Felicity Adobe LLP's 'co-development model' helps farmers forge 25-30 year leases with solar EPC companies to create a win-win for farmers and companies—farmers get a stable income with a hike, and companies get easy access to land

Manu Balachandran
Published: Feb 17, 2022 02:23:56 PM IST
Updated: Feb 17, 2022 02:44:10 PM IST

Pranav Sharma: Making farmers stakeholders in solar boom
Pranav Sharma develops affordable housing for the economically weaker, lower income groups
Image: Selvaprakash Lakshmanan for Forbes India

Pranav Sharma, 25
Founder, Felcity Adobe LLP


All of 25, Pranav Sharma has been busy setting up solar power projects in drought-hit parts of the country, while also building residential properties for the economically weaker sections of people in Tier II and III cities.

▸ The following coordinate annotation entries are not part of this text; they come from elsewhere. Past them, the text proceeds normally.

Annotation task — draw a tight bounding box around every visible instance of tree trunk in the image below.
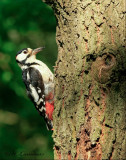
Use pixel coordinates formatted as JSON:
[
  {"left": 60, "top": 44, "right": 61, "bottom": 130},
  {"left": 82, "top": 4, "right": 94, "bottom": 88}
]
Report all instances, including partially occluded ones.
[{"left": 42, "top": 0, "right": 126, "bottom": 160}]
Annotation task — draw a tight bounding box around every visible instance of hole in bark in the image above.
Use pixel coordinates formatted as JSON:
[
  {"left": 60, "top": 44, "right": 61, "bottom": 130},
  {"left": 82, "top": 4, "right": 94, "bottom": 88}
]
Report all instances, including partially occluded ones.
[{"left": 84, "top": 70, "right": 89, "bottom": 74}]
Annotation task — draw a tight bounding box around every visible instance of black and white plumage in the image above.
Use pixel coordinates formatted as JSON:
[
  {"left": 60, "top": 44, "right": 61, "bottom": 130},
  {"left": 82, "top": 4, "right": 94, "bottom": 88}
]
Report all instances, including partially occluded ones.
[{"left": 16, "top": 48, "right": 54, "bottom": 129}]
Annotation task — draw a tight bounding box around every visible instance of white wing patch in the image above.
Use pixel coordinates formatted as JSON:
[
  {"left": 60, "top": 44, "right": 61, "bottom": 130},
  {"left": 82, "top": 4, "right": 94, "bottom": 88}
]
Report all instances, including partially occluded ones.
[{"left": 29, "top": 84, "right": 39, "bottom": 102}]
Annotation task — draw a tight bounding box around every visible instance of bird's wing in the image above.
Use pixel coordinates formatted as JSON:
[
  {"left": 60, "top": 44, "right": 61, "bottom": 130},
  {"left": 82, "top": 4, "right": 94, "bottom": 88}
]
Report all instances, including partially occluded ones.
[
  {"left": 22, "top": 67, "right": 45, "bottom": 112},
  {"left": 22, "top": 67, "right": 53, "bottom": 129}
]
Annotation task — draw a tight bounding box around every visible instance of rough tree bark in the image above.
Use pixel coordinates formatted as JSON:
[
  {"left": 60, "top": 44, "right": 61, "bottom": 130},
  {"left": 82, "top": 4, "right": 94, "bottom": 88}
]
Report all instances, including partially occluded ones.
[{"left": 42, "top": 0, "right": 126, "bottom": 160}]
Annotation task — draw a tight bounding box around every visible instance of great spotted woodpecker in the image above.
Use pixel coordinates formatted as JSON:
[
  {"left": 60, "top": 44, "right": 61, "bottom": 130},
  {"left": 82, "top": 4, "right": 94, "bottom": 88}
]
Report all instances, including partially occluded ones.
[{"left": 16, "top": 47, "right": 54, "bottom": 130}]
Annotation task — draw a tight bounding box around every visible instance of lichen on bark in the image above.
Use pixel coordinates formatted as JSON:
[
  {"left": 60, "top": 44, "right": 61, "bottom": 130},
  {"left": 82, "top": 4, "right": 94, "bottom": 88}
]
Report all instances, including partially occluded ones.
[{"left": 42, "top": 0, "right": 126, "bottom": 160}]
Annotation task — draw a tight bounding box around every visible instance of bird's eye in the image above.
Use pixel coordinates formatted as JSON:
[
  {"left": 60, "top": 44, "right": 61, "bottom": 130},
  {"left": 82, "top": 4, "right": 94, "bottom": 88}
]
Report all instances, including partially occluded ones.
[{"left": 23, "top": 51, "right": 27, "bottom": 54}]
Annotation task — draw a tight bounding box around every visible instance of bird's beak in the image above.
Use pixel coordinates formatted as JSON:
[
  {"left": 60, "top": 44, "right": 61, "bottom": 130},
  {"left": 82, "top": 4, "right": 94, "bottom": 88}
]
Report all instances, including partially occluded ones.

“I have been fascinated by sustainable development and studied it even more in college,” says Sharma, who graduated from the Birla Institute of Technology in 2018. “At the core of sustainable development also lies housing for all.”

In 2017, just before he graduated, Sharma set up Valente Lifespace Creators, a company engaged in converting land in drought-prone areas for developers of solar power plants.

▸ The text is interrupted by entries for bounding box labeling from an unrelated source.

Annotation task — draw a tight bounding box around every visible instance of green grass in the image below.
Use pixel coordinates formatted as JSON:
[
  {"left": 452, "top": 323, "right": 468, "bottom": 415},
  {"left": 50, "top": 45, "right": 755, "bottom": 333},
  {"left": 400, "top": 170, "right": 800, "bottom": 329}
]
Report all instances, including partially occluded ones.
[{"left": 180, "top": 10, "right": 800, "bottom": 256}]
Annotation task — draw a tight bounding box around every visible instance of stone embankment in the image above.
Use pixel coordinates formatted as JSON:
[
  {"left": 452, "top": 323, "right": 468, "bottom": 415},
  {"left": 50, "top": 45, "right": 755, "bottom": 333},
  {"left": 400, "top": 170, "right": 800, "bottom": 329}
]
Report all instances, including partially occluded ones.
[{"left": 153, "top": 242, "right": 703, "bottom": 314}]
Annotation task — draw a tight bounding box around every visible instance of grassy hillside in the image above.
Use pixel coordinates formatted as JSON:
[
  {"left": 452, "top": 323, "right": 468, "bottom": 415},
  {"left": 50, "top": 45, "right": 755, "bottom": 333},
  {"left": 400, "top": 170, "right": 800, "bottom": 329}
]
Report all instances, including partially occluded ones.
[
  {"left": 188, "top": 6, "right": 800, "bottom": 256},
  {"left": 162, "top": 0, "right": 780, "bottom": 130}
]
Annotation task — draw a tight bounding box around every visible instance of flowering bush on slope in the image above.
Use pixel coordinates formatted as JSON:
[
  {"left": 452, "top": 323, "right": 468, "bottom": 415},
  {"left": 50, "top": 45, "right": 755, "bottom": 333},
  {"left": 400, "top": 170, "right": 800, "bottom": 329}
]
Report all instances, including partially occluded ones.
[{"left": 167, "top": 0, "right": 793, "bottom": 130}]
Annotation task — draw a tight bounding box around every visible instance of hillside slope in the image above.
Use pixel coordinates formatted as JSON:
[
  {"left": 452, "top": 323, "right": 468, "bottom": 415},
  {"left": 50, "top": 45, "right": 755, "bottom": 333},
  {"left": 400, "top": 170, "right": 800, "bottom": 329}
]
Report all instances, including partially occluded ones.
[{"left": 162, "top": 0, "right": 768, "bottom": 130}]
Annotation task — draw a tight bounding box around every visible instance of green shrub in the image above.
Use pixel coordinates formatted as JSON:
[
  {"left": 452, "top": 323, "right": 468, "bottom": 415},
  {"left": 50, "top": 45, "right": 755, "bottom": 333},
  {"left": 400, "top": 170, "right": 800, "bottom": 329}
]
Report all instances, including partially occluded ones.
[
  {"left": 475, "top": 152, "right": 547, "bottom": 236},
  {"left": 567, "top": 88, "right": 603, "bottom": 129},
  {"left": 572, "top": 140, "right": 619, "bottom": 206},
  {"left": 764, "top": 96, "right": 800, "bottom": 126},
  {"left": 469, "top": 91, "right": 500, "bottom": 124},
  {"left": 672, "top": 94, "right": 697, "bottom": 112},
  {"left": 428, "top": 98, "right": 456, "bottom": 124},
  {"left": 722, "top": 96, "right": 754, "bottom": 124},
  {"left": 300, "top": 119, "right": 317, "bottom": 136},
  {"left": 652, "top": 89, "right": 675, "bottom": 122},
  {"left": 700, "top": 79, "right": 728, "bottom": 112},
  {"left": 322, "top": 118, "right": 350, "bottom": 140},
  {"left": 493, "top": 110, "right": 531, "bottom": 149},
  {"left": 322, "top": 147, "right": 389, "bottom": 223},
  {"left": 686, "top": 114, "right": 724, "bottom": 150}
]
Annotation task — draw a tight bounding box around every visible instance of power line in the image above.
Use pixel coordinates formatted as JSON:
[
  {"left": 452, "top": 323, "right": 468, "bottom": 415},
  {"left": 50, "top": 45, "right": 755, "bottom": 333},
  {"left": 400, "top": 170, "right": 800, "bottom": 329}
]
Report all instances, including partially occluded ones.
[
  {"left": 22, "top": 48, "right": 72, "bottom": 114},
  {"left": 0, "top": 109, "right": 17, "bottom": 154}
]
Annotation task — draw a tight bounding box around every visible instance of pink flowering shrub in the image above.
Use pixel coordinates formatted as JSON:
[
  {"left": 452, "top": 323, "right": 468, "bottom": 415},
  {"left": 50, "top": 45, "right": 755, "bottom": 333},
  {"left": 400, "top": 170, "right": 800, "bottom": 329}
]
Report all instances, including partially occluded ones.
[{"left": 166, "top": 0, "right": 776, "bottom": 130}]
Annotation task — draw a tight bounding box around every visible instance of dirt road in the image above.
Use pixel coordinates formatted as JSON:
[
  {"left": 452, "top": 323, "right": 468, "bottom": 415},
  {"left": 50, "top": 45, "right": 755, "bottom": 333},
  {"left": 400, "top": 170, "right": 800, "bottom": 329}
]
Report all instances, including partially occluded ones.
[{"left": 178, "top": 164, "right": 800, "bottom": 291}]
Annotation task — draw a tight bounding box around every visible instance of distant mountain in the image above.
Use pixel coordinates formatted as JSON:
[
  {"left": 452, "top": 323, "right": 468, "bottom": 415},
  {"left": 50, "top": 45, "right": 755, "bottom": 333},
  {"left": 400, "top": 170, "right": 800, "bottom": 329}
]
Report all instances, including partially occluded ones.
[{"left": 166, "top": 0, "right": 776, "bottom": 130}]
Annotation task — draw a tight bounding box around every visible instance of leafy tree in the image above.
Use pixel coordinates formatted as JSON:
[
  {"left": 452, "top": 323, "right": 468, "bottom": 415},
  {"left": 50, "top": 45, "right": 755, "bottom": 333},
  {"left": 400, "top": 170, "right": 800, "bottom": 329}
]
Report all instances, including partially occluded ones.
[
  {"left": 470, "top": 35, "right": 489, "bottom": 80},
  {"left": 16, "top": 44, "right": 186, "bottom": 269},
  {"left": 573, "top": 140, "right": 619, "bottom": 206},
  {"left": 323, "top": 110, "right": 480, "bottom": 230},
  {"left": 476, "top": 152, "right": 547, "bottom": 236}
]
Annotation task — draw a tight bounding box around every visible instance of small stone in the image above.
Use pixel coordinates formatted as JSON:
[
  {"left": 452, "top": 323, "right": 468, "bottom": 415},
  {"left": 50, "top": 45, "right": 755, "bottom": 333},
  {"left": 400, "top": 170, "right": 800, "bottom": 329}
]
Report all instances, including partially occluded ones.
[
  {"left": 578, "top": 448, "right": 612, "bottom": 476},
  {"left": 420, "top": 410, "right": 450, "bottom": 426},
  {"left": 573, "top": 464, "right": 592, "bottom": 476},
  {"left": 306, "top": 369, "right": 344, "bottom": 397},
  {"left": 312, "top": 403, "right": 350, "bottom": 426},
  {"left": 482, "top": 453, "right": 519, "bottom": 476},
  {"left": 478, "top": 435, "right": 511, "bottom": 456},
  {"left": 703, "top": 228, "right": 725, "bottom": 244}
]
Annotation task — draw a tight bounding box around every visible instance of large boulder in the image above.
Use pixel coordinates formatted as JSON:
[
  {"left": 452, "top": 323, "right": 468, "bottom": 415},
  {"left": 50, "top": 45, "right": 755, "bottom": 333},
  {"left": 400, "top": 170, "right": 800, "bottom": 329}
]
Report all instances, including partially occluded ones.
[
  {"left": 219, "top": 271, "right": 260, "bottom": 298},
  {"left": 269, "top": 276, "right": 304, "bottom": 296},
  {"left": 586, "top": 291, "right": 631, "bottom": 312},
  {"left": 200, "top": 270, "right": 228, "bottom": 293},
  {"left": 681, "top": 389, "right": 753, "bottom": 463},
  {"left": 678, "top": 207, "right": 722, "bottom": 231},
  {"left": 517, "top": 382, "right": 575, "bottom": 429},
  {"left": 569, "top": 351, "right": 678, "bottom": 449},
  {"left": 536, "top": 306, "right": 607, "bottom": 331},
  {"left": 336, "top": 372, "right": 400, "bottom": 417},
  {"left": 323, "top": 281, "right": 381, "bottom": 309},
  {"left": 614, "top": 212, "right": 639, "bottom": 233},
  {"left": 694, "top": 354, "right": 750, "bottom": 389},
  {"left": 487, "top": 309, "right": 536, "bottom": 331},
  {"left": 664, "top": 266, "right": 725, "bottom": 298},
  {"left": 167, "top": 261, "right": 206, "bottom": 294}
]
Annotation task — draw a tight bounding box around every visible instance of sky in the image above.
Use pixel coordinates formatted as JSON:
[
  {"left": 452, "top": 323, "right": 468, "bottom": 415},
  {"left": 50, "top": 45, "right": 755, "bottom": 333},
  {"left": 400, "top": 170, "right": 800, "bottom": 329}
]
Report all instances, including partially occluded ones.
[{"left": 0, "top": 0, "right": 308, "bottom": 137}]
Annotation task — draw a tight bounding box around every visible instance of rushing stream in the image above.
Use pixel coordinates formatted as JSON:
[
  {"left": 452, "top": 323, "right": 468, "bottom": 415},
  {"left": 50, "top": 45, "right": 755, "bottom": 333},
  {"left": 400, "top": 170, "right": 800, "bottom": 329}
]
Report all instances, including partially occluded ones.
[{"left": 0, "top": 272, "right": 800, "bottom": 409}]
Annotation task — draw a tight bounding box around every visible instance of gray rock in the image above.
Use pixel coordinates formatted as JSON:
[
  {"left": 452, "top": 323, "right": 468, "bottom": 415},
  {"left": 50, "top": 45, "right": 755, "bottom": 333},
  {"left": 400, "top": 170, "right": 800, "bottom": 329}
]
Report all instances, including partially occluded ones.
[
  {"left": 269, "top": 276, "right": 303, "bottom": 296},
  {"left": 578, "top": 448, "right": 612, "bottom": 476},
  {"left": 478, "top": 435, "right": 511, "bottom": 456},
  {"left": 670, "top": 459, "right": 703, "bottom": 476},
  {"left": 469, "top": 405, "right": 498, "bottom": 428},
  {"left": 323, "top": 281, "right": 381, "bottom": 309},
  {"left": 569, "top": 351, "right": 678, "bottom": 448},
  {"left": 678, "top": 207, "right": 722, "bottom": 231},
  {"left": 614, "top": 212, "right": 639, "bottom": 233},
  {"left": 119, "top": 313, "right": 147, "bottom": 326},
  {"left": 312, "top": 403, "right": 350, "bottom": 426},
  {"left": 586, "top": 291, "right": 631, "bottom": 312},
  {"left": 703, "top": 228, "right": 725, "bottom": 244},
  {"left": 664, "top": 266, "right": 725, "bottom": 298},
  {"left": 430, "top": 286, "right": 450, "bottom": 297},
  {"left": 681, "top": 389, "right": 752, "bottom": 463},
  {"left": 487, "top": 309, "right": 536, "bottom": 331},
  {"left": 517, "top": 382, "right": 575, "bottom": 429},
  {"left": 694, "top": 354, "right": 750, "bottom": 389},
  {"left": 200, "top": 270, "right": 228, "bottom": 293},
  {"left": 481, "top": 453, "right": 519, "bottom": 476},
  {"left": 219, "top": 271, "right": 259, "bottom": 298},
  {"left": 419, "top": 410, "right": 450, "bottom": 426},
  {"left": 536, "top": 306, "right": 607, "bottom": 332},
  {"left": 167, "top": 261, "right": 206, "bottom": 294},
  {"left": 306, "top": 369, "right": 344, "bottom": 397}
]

Under the ‘co-development model’ of land acquisiton, “we invite landowners to enter into 25- to 30-year lease rental agreement with the solar EPC company so as to create a win-win business model for the farmers as well as involved companies”, Sharma says.

Landowners earn a stable income with an annual hike, and retain the right to future capital gains, while the project developer minimises upfront capital commitment and gets faster access to land.

Over the last four years, Sharma’s company has helped convert 7,000 acres of land across Karnataka on which a total of 2,000 MW has been installed, helping more than 9,000 farmers.

Sharma was also drawn to the government’s Pradhan Mantri Awaas Yojana, an initiative to provide affordable housing to the urban poor.

The company began developing affordable housing societies in smaller towns along industrial corridors in the country. It has completed a project in Tumkur, Karnataka, and is developing another in Kolar in the State.

“Our biggest challenges are in procuring home loans for clients who do not even have a formal income, and keeping a vigilant check on our low margins,” says Sharma. The company plans to take its affordable housing business pan-India by 2025.

Pranav Sharma: Making farmers stakeholders in solar boom

Praveen Prakash, senior vice president and national sales manager for home loans at a national bank, says, “His work itself speaks about his strengths… as the fact that he has built over 1,200 houses so far and handed over 700 flats, all under affordable housing alone—something that most builders and constructors steer clear of.”